Hospice is still evolving, but it is also a significant resource for the dying that allows people to have some control over their own death. As such, it is important to be informed, and remember that you do have options. As much as the prospect of death can make you uncomfortable, you will find that arming yourself with knowledge of the resources available will take away the uncertainty from which your discomfort stems. You only get one life to live, and only one death- let it be on your terms. Be a strong advocate for your own end-of-life care because everyone deserves a good death.



About the Author

Jill Schock received a Master’s Degree in Ethics and Theology from Vanderbilt University and was trained and certified as a Clinical Chaplain, or Spiritual Counselor. She has 10 years of clinical experience working for various hospitals and hospices as a spiritual (but not religious) multi-faith minister.  

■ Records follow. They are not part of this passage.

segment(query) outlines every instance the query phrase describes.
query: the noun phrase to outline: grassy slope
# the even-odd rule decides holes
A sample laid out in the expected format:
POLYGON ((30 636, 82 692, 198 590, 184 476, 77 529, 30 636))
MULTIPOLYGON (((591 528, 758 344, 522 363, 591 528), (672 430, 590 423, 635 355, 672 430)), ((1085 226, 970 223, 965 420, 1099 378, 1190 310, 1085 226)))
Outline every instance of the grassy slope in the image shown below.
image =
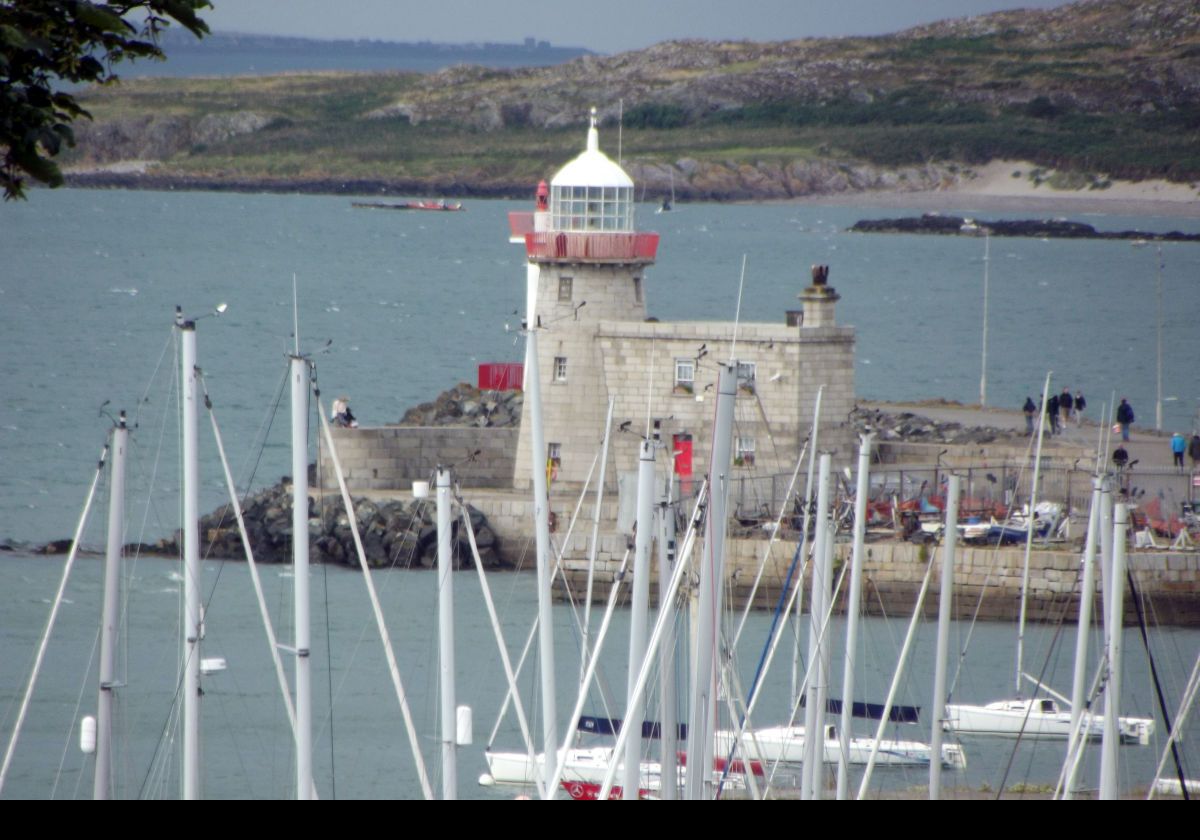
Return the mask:
MULTIPOLYGON (((1170 50, 1200 61, 1188 36, 1170 50)), ((1076 172, 1121 178, 1200 179, 1200 103, 1172 103, 1150 113, 1104 108, 1106 91, 1124 84, 1128 46, 1031 41, 1014 30, 982 36, 847 38, 808 42, 784 54, 763 44, 712 44, 719 66, 654 67, 640 80, 642 100, 626 101, 624 157, 667 162, 679 157, 738 163, 781 163, 834 157, 884 166, 926 161, 982 163, 1031 160, 1076 172), (799 55, 799 58, 797 58, 799 55), (668 101, 670 85, 702 74, 732 79, 787 72, 804 60, 856 62, 858 91, 800 97, 785 85, 754 104, 716 112, 668 101), (859 80, 860 79, 860 80, 859 80), (1013 91, 1019 95, 1013 96, 1013 91), (1081 107, 1068 91, 1100 100, 1081 107), (660 101, 661 100, 661 101, 660 101), (868 101, 863 101, 868 100, 868 101), (1007 102, 1007 103, 1006 103, 1007 102)), ((1136 53, 1136 50, 1133 50, 1136 53)), ((1162 58, 1162 56, 1158 56, 1162 58)), ((628 56, 614 56, 613 72, 628 56)), ((529 184, 578 148, 578 127, 482 131, 449 122, 409 125, 364 119, 401 100, 544 95, 569 89, 578 62, 545 71, 479 72, 434 88, 413 74, 289 74, 239 79, 148 79, 88 94, 97 121, 251 110, 274 118, 257 133, 197 145, 168 161, 184 175, 227 179, 436 179, 460 184, 529 184), (560 72, 562 71, 562 72, 560 72), (556 76, 558 73, 558 76, 556 76)), ((1150 96, 1153 96, 1151 91, 1150 96)), ((1141 110, 1141 109, 1139 109, 1141 110)))

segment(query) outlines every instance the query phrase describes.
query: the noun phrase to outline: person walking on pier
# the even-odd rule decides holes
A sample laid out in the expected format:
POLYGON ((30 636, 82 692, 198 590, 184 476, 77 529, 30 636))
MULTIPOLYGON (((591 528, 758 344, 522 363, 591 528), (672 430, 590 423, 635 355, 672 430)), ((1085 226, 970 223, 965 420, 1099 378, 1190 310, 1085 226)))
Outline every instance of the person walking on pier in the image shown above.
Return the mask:
POLYGON ((1183 469, 1183 452, 1187 451, 1187 448, 1188 442, 1180 432, 1171 436, 1171 455, 1175 458, 1175 466, 1181 470, 1183 469))
POLYGON ((1062 412, 1062 422, 1058 424, 1060 428, 1066 428, 1067 424, 1070 422, 1070 410, 1075 407, 1075 401, 1070 396, 1070 389, 1062 389, 1062 394, 1058 395, 1058 410, 1062 412))
POLYGON ((1128 443, 1129 427, 1133 425, 1133 406, 1124 397, 1121 397, 1121 404, 1117 406, 1117 425, 1121 426, 1121 439, 1128 443))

Jill is a native to Los Angeles, California.  With a benevolent work ethic, her years of clinical experience and unique personal background, Jill is an exceptional guide to those facing end-of-life. 

Posted by Jill Schock

  1. Important stuff. I agree with the author. Here are two simple questions to ask a hospice:
    1. Will I have the same nurse as primary contact and case manager while under your care?
    If not, why not? If so,
    2. How many other patients and families will also be assigned to my hospice nurse?